February 9, 2017 8.06 am This story is over 85 months old

Margot Parker: Zero tolerance of ‘barbaric and disgusting’ female genital mutilation

I recently gave my backing to a worldwide day of zero tolerance on female genital mutilation. As my party’s spokesperson on women’s issues and equalities, I felt it was important to draw attention to this barbaric and disgusting practice, which sadly still goes on. The day of action, organised by the United Nations, follows shocking…

I recently gave my backing to a worldwide day of zero tolerance on female genital mutilation.

As my party’s spokesperson on women’s issues and equalities, I felt it was important to draw attention to this barbaric and disgusting practice, which sadly still goes on.

The day of action, organised by the United Nations, follows shocking reports that between April, 2015 and March last year, doctors assessed 8,656 cases and recorded thousands of new historic cases.

FGM has been illegal in the UK for more than 30 years – including if girls are sent ‘home’ to be mutilated in the name of culture.

And despite robust legislation existing to stop this abuse from occurring, there has not been a single conviction in this country in all that time.

There is no religious requirement for girls to undergo FGM, so even that flimsiest of excuses is absent.

This is entirely about keeping women in their place, asserting power over them and destroying their sexual identities.

The practice is barbaric and is something we should, as a society, make clear is not acceptable under any circumstances and politically correct cultural sensitivities be damned.

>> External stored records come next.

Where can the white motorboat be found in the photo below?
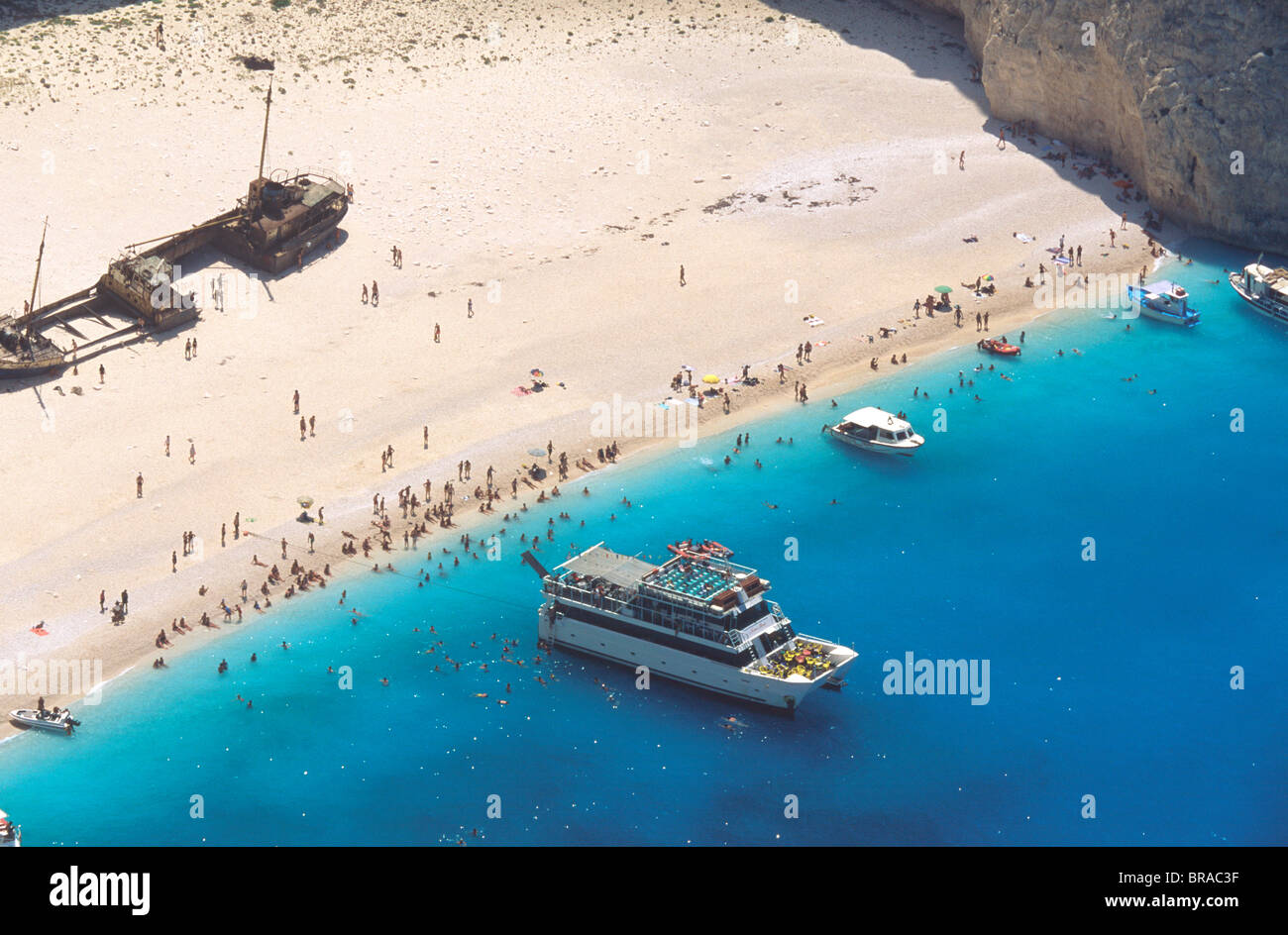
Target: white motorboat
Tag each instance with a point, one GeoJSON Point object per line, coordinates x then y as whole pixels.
{"type": "Point", "coordinates": [1164, 301]}
{"type": "Point", "coordinates": [1262, 287]}
{"type": "Point", "coordinates": [56, 720]}
{"type": "Point", "coordinates": [877, 430]}
{"type": "Point", "coordinates": [11, 833]}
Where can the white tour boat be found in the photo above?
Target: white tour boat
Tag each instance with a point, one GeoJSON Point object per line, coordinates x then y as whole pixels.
{"type": "Point", "coordinates": [56, 720]}
{"type": "Point", "coordinates": [696, 618]}
{"type": "Point", "coordinates": [875, 429]}
{"type": "Point", "coordinates": [1262, 287]}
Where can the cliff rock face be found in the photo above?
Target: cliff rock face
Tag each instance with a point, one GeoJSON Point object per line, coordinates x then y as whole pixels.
{"type": "Point", "coordinates": [1167, 91]}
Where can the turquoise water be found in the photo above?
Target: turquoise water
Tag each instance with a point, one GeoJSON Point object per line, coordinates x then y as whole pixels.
{"type": "Point", "coordinates": [1108, 677]}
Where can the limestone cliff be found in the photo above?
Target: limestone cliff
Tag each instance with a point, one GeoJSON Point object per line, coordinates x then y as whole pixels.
{"type": "Point", "coordinates": [1164, 89]}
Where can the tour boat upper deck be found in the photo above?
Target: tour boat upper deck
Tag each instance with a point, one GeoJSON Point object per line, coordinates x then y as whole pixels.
{"type": "Point", "coordinates": [690, 584]}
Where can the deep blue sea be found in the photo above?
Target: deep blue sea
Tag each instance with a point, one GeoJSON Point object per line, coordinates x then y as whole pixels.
{"type": "Point", "coordinates": [1108, 678]}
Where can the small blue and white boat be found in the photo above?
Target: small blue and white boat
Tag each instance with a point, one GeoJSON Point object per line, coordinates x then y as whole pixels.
{"type": "Point", "coordinates": [1164, 301]}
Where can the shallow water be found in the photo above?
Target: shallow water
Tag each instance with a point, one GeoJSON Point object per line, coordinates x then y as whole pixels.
{"type": "Point", "coordinates": [1108, 677]}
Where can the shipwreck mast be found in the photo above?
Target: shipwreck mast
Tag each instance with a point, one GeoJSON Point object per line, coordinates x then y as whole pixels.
{"type": "Point", "coordinates": [40, 256]}
{"type": "Point", "coordinates": [256, 192]}
{"type": "Point", "coordinates": [263, 145]}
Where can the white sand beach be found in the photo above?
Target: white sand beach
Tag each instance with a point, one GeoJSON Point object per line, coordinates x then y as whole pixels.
{"type": "Point", "coordinates": [554, 165]}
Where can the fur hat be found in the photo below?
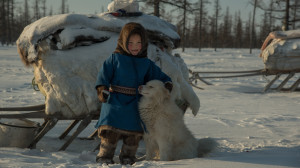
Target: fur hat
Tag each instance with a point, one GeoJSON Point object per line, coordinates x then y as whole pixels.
{"type": "Point", "coordinates": [128, 30]}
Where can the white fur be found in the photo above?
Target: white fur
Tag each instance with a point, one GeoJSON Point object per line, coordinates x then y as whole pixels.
{"type": "Point", "coordinates": [167, 136]}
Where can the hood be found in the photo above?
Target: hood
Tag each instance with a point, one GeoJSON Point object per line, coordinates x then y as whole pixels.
{"type": "Point", "coordinates": [126, 32]}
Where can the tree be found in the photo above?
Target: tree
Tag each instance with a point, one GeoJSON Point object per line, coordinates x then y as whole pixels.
{"type": "Point", "coordinates": [217, 11]}
{"type": "Point", "coordinates": [36, 10]}
{"type": "Point", "coordinates": [252, 26]}
{"type": "Point", "coordinates": [3, 23]}
{"type": "Point", "coordinates": [238, 30]}
{"type": "Point", "coordinates": [202, 14]}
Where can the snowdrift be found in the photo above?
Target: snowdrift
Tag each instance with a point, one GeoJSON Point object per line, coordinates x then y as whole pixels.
{"type": "Point", "coordinates": [281, 51]}
{"type": "Point", "coordinates": [67, 51]}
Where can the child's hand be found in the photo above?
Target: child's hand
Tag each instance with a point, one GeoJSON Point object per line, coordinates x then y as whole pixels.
{"type": "Point", "coordinates": [169, 86]}
{"type": "Point", "coordinates": [102, 93]}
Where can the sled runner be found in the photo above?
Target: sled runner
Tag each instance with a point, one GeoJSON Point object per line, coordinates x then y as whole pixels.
{"type": "Point", "coordinates": [38, 112]}
{"type": "Point", "coordinates": [281, 55]}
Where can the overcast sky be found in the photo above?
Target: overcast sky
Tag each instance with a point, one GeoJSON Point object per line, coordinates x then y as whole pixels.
{"type": "Point", "coordinates": [96, 6]}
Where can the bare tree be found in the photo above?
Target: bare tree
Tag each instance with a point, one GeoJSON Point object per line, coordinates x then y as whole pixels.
{"type": "Point", "coordinates": [36, 10]}
{"type": "Point", "coordinates": [201, 18]}
{"type": "Point", "coordinates": [217, 11]}
{"type": "Point", "coordinates": [252, 26]}
{"type": "Point", "coordinates": [44, 8]}
{"type": "Point", "coordinates": [3, 33]}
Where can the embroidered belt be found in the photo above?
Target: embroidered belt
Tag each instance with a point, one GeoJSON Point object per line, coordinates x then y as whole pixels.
{"type": "Point", "coordinates": [122, 89]}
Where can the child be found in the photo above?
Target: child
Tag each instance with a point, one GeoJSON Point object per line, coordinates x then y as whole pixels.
{"type": "Point", "coordinates": [121, 74]}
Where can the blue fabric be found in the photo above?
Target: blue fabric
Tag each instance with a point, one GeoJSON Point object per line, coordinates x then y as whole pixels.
{"type": "Point", "coordinates": [120, 110]}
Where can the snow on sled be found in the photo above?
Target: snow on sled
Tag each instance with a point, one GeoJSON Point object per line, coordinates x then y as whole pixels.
{"type": "Point", "coordinates": [67, 51]}
{"type": "Point", "coordinates": [281, 51]}
{"type": "Point", "coordinates": [281, 55]}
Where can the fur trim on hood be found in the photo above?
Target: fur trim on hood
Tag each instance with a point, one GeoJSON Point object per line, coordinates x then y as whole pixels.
{"type": "Point", "coordinates": [128, 30]}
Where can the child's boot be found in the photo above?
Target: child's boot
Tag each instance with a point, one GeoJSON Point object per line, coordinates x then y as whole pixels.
{"type": "Point", "coordinates": [108, 146]}
{"type": "Point", "coordinates": [129, 148]}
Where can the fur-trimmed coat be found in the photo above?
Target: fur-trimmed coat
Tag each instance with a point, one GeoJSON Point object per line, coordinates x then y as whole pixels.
{"type": "Point", "coordinates": [123, 69]}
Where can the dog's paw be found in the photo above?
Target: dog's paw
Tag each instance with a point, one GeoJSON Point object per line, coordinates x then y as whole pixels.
{"type": "Point", "coordinates": [195, 112]}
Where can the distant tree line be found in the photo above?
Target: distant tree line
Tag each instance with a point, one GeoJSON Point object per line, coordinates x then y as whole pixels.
{"type": "Point", "coordinates": [221, 29]}
{"type": "Point", "coordinates": [15, 15]}
{"type": "Point", "coordinates": [197, 27]}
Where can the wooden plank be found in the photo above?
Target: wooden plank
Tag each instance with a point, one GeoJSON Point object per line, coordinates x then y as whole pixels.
{"type": "Point", "coordinates": [285, 81]}
{"type": "Point", "coordinates": [267, 87]}
{"type": "Point", "coordinates": [36, 114]}
{"type": "Point", "coordinates": [71, 126]}
{"type": "Point", "coordinates": [84, 123]}
{"type": "Point", "coordinates": [28, 108]}
{"type": "Point", "coordinates": [48, 126]}
{"type": "Point", "coordinates": [295, 85]}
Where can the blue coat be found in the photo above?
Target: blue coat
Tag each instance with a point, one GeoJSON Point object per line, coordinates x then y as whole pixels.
{"type": "Point", "coordinates": [120, 110]}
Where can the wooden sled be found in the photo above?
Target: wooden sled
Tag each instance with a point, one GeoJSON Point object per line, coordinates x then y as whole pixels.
{"type": "Point", "coordinates": [195, 76]}
{"type": "Point", "coordinates": [50, 121]}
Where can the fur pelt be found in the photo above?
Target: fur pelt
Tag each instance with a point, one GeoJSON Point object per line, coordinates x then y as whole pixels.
{"type": "Point", "coordinates": [167, 136]}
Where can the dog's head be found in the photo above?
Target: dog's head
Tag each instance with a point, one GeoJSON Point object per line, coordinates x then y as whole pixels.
{"type": "Point", "coordinates": [154, 89]}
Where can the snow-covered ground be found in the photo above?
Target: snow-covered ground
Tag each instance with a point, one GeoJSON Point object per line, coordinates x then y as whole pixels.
{"type": "Point", "coordinates": [254, 129]}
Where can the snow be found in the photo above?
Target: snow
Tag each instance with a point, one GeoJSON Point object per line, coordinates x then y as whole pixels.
{"type": "Point", "coordinates": [254, 129]}
{"type": "Point", "coordinates": [66, 71]}
{"type": "Point", "coordinates": [282, 54]}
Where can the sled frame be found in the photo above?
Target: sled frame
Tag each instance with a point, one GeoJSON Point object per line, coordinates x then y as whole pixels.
{"type": "Point", "coordinates": [195, 76]}
{"type": "Point", "coordinates": [38, 112]}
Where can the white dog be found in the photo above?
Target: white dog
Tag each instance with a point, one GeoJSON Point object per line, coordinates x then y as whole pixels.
{"type": "Point", "coordinates": [167, 136]}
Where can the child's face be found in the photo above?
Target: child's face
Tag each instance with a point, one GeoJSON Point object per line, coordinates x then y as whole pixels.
{"type": "Point", "coordinates": [134, 44]}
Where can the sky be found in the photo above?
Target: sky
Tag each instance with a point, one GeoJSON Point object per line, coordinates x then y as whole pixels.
{"type": "Point", "coordinates": [96, 6]}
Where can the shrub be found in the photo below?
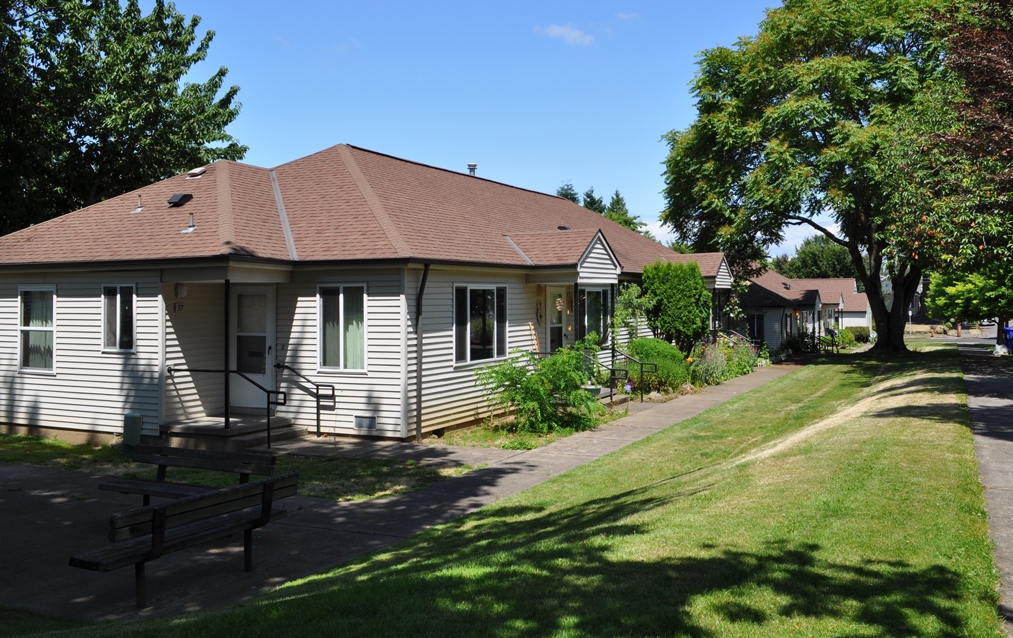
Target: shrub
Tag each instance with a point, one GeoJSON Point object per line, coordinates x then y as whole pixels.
{"type": "Point", "coordinates": [860, 333]}
{"type": "Point", "coordinates": [846, 338]}
{"type": "Point", "coordinates": [545, 394]}
{"type": "Point", "coordinates": [673, 371]}
{"type": "Point", "coordinates": [742, 356]}
{"type": "Point", "coordinates": [708, 365]}
{"type": "Point", "coordinates": [680, 308]}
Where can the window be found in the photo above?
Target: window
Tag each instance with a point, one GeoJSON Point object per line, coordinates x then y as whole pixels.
{"type": "Point", "coordinates": [595, 313]}
{"type": "Point", "coordinates": [36, 328]}
{"type": "Point", "coordinates": [479, 323]}
{"type": "Point", "coordinates": [342, 327]}
{"type": "Point", "coordinates": [118, 317]}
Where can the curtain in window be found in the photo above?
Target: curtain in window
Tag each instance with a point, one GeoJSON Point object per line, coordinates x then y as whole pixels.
{"type": "Point", "coordinates": [109, 317]}
{"type": "Point", "coordinates": [355, 327]}
{"type": "Point", "coordinates": [36, 345]}
{"type": "Point", "coordinates": [330, 319]}
{"type": "Point", "coordinates": [127, 318]}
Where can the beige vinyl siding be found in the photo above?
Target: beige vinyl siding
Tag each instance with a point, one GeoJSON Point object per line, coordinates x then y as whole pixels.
{"type": "Point", "coordinates": [723, 277]}
{"type": "Point", "coordinates": [378, 391]}
{"type": "Point", "coordinates": [195, 337]}
{"type": "Point", "coordinates": [598, 266]}
{"type": "Point", "coordinates": [90, 390]}
{"type": "Point", "coordinates": [450, 395]}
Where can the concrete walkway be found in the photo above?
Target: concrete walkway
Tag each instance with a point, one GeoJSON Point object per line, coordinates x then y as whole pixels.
{"type": "Point", "coordinates": [48, 514]}
{"type": "Point", "coordinates": [990, 398]}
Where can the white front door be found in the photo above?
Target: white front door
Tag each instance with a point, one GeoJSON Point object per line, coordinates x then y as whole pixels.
{"type": "Point", "coordinates": [252, 346]}
{"type": "Point", "coordinates": [560, 319]}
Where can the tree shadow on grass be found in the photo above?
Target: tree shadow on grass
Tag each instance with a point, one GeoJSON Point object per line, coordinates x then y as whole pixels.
{"type": "Point", "coordinates": [589, 569]}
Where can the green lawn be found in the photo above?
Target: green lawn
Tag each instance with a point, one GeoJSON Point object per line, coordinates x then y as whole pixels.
{"type": "Point", "coordinates": [840, 500]}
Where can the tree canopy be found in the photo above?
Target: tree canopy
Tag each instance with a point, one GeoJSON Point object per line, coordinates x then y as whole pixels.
{"type": "Point", "coordinates": [95, 103]}
{"type": "Point", "coordinates": [816, 257]}
{"type": "Point", "coordinates": [822, 114]}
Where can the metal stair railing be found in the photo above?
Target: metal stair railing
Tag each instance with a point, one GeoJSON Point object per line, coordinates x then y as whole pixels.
{"type": "Point", "coordinates": [316, 390]}
{"type": "Point", "coordinates": [283, 397]}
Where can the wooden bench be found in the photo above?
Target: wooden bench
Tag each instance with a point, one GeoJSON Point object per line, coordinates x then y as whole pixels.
{"type": "Point", "coordinates": [243, 464]}
{"type": "Point", "coordinates": [146, 533]}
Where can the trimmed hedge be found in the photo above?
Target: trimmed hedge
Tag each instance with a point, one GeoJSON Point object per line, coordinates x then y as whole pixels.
{"type": "Point", "coordinates": [673, 370]}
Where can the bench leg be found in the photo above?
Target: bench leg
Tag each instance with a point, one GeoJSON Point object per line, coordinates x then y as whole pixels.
{"type": "Point", "coordinates": [139, 584]}
{"type": "Point", "coordinates": [248, 550]}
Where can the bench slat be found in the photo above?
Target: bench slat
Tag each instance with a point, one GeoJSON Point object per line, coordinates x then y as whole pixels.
{"type": "Point", "coordinates": [255, 458]}
{"type": "Point", "coordinates": [219, 465]}
{"type": "Point", "coordinates": [125, 554]}
{"type": "Point", "coordinates": [154, 488]}
{"type": "Point", "coordinates": [187, 509]}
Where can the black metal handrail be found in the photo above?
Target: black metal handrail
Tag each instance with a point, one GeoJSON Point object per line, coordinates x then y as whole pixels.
{"type": "Point", "coordinates": [316, 391]}
{"type": "Point", "coordinates": [645, 367]}
{"type": "Point", "coordinates": [282, 400]}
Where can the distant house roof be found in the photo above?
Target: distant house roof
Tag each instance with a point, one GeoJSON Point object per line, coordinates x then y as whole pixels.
{"type": "Point", "coordinates": [341, 204]}
{"type": "Point", "coordinates": [771, 289]}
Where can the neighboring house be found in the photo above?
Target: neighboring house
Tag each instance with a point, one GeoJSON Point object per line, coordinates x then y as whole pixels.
{"type": "Point", "coordinates": [853, 310]}
{"type": "Point", "coordinates": [327, 264]}
{"type": "Point", "coordinates": [777, 307]}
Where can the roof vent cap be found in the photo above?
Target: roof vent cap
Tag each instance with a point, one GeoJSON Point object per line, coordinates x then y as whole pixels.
{"type": "Point", "coordinates": [179, 198]}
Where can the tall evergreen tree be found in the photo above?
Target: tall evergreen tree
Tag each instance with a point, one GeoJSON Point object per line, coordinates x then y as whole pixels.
{"type": "Point", "coordinates": [567, 191]}
{"type": "Point", "coordinates": [593, 203]}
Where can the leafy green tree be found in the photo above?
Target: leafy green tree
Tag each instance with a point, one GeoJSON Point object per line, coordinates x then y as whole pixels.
{"type": "Point", "coordinates": [593, 203]}
{"type": "Point", "coordinates": [957, 296]}
{"type": "Point", "coordinates": [567, 191]}
{"type": "Point", "coordinates": [94, 103]}
{"type": "Point", "coordinates": [823, 112]}
{"type": "Point", "coordinates": [820, 257]}
{"type": "Point", "coordinates": [680, 311]}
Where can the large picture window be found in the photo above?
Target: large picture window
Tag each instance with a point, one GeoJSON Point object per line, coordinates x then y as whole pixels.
{"type": "Point", "coordinates": [342, 327]}
{"type": "Point", "coordinates": [479, 323]}
{"type": "Point", "coordinates": [595, 313]}
{"type": "Point", "coordinates": [36, 329]}
{"type": "Point", "coordinates": [118, 317]}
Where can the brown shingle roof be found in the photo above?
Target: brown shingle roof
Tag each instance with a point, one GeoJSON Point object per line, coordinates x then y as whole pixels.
{"type": "Point", "coordinates": [343, 203]}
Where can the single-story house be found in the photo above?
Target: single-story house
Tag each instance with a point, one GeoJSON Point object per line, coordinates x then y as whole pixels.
{"type": "Point", "coordinates": [186, 301]}
{"type": "Point", "coordinates": [778, 306]}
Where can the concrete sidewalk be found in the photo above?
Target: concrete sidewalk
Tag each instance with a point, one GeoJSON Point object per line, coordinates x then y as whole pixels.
{"type": "Point", "coordinates": [48, 514]}
{"type": "Point", "coordinates": [990, 399]}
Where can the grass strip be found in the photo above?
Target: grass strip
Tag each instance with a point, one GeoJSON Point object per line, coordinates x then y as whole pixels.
{"type": "Point", "coordinates": [840, 500]}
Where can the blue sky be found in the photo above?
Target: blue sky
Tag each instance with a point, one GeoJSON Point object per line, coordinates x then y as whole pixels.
{"type": "Point", "coordinates": [537, 93]}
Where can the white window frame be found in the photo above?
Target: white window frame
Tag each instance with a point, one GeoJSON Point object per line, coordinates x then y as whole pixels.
{"type": "Point", "coordinates": [35, 289]}
{"type": "Point", "coordinates": [479, 287]}
{"type": "Point", "coordinates": [606, 314]}
{"type": "Point", "coordinates": [366, 328]}
{"type": "Point", "coordinates": [101, 301]}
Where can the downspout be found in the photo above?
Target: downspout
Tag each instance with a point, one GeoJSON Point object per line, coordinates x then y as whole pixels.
{"type": "Point", "coordinates": [418, 353]}
{"type": "Point", "coordinates": [228, 395]}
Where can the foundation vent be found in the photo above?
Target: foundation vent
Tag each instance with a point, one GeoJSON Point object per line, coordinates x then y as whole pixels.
{"type": "Point", "coordinates": [366, 422]}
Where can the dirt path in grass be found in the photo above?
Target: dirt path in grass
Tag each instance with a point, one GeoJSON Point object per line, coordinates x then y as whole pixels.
{"type": "Point", "coordinates": [880, 397]}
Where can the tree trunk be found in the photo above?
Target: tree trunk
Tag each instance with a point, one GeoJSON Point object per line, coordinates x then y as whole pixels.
{"type": "Point", "coordinates": [890, 323]}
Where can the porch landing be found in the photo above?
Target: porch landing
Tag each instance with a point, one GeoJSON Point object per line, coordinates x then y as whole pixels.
{"type": "Point", "coordinates": [209, 432]}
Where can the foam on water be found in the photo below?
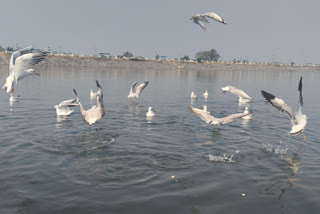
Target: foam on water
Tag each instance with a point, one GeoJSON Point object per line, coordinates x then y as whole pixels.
{"type": "Point", "coordinates": [224, 158]}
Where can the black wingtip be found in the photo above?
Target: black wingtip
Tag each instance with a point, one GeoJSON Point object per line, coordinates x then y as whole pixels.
{"type": "Point", "coordinates": [300, 84]}
{"type": "Point", "coordinates": [267, 95]}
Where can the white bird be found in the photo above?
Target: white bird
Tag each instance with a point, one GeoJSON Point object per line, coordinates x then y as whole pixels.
{"type": "Point", "coordinates": [199, 18]}
{"type": "Point", "coordinates": [19, 67]}
{"type": "Point", "coordinates": [92, 95]}
{"type": "Point", "coordinates": [95, 113]}
{"type": "Point", "coordinates": [249, 116]}
{"type": "Point", "coordinates": [205, 94]}
{"type": "Point", "coordinates": [298, 120]}
{"type": "Point", "coordinates": [208, 118]}
{"type": "Point", "coordinates": [243, 97]}
{"type": "Point", "coordinates": [13, 98]}
{"type": "Point", "coordinates": [193, 96]}
{"type": "Point", "coordinates": [138, 91]}
{"type": "Point", "coordinates": [150, 112]}
{"type": "Point", "coordinates": [62, 109]}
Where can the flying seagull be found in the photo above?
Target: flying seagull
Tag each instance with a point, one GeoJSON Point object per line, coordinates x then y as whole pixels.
{"type": "Point", "coordinates": [62, 109]}
{"type": "Point", "coordinates": [19, 67]}
{"type": "Point", "coordinates": [243, 97]}
{"type": "Point", "coordinates": [298, 120]}
{"type": "Point", "coordinates": [200, 18]}
{"type": "Point", "coordinates": [95, 113]}
{"type": "Point", "coordinates": [208, 118]}
{"type": "Point", "coordinates": [138, 91]}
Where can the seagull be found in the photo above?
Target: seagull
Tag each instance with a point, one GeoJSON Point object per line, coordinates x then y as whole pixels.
{"type": "Point", "coordinates": [63, 109]}
{"type": "Point", "coordinates": [92, 95]}
{"type": "Point", "coordinates": [138, 91]}
{"type": "Point", "coordinates": [95, 113]}
{"type": "Point", "coordinates": [19, 67]}
{"type": "Point", "coordinates": [298, 120]}
{"type": "Point", "coordinates": [199, 18]}
{"type": "Point", "coordinates": [243, 97]}
{"type": "Point", "coordinates": [208, 118]}
{"type": "Point", "coordinates": [249, 116]}
{"type": "Point", "coordinates": [150, 112]}
{"type": "Point", "coordinates": [193, 96]}
{"type": "Point", "coordinates": [205, 94]}
{"type": "Point", "coordinates": [13, 98]}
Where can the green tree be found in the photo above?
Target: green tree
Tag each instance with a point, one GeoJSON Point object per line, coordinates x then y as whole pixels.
{"type": "Point", "coordinates": [185, 58]}
{"type": "Point", "coordinates": [211, 55]}
{"type": "Point", "coordinates": [127, 54]}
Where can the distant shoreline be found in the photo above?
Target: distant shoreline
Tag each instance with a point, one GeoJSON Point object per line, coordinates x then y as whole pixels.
{"type": "Point", "coordinates": [89, 61]}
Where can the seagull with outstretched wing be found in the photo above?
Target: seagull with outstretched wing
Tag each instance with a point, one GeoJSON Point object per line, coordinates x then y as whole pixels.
{"type": "Point", "coordinates": [298, 120]}
{"type": "Point", "coordinates": [19, 67]}
{"type": "Point", "coordinates": [200, 18]}
{"type": "Point", "coordinates": [95, 113]}
{"type": "Point", "coordinates": [62, 109]}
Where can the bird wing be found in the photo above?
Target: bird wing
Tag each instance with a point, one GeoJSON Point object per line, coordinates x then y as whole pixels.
{"type": "Point", "coordinates": [141, 87]}
{"type": "Point", "coordinates": [100, 98]}
{"type": "Point", "coordinates": [26, 61]}
{"type": "Point", "coordinates": [68, 103]}
{"type": "Point", "coordinates": [204, 115]}
{"type": "Point", "coordinates": [300, 94]}
{"type": "Point", "coordinates": [214, 16]}
{"type": "Point", "coordinates": [279, 104]}
{"type": "Point", "coordinates": [232, 117]}
{"type": "Point", "coordinates": [197, 21]}
{"type": "Point", "coordinates": [240, 93]}
{"type": "Point", "coordinates": [17, 54]}
{"type": "Point", "coordinates": [132, 87]}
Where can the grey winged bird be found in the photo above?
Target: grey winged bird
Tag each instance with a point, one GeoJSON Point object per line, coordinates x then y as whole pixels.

That is why I supported the United Nations call and the campaigns to end this practice and end it quickly.

We must have better education and we certainly must use the law in tougher and more robust manner.

The country is also crying out for better support networks and the message to be hammered home at schools, mosques, community centres and every other possible venue regardless of concerns about offending someone’s ‘culture’.

For instance, this month I called on Ealing Council to continue its funding of the Acton FGM Clinic, which faces closure because of a lack of funds.

We should be supporting more of these clinics, not pulling funding and threatening their very existence.

We simply cannot afford to let cultural sensitivities, political correctness or community intransigence to turn us from fighting FGM and other cultural symbols of abusive male dominance, female de-sexualisation and the outright de-humanisation of women.

I will be speaking to our annual spring conference in Bolton about this issue on Friday, February 17, and hope to raise the profile of the fight against this barbarism even further.

Margot Parker is the Member of European Parliament for the UK Independence Party in the East Midlands. She was elected in 2014.